Wolff briefly considered the tissue mechanisms by which remodeling might occur, and in particular that related to the active turnover of bone recognized by von Volkmann. He anticipated the role of cytokines and growth factors (“It is possible that some molecules from the debris of the product of inflammation are used to form the product of the remodeling process” [10]) and the role of what we now call the “regional acceleratory phenomena” described by Frost [2] (“The seat of the remodeling process is, besides the fracture site, everywhere in the fragments of the fractured bone and, in some circumstances, everywhere in the adjacent bones” [10]). Some of Wolff’s deductions are all the more remarkable when one realizes his observations were made prior to the discovery of xrays and modern techniques of tissue and cell biology.
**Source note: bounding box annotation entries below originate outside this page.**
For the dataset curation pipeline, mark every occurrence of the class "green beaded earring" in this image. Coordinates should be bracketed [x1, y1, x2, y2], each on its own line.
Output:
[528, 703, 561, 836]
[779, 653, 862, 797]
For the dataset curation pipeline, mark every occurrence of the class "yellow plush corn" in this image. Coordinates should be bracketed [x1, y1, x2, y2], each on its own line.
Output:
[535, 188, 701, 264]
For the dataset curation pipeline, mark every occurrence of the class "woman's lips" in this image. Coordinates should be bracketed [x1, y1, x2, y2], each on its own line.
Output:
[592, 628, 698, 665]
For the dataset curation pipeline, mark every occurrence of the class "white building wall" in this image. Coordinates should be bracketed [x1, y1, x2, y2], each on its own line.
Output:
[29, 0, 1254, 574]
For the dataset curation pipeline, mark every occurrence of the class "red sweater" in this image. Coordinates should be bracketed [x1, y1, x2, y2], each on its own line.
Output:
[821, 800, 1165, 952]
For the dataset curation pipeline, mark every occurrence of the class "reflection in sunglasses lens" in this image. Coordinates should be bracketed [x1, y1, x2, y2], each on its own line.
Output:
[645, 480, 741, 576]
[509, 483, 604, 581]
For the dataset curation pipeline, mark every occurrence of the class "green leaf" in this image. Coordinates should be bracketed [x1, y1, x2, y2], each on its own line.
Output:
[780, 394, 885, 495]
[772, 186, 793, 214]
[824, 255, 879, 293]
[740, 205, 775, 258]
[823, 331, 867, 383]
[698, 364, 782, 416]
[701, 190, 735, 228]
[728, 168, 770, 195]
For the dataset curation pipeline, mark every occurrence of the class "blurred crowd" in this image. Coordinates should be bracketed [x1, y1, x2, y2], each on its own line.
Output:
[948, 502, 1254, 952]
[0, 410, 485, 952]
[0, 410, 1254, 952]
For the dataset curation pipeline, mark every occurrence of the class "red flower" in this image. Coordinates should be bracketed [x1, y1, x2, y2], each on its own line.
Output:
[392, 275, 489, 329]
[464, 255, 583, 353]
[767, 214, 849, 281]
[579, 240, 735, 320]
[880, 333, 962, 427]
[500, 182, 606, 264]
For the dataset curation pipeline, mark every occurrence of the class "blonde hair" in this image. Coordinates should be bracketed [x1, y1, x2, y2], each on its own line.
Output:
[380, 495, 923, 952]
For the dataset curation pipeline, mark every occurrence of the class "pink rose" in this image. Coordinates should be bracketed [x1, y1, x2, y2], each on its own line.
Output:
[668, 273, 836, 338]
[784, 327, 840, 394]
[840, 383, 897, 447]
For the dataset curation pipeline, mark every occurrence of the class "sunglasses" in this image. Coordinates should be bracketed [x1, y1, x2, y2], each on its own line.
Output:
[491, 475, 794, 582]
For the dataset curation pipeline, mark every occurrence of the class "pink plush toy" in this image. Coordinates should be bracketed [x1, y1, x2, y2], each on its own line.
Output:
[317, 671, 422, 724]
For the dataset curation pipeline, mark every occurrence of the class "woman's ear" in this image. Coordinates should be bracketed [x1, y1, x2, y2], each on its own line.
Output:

However, Wolff overlooked the fact that the concept of tensile and compressive stresses applies to solid structures while he was considering the overall organization of a nonsolid structure (trabeculae with intervening spaces). While he briefly discussed tissue changes, he ignored exploring the role of cells, a peculiar oversight given his acquaintance with Virchow.

However, Wolff essentially established the concept of bone adaptation occurring in response to mechanical stress. If the nascent ideas had existed in the literature prior to the two articles we reproduce here, Wolff unquestionably pursued them and made them (and ultimately his name) a part of today’s orthopaedic lexicon.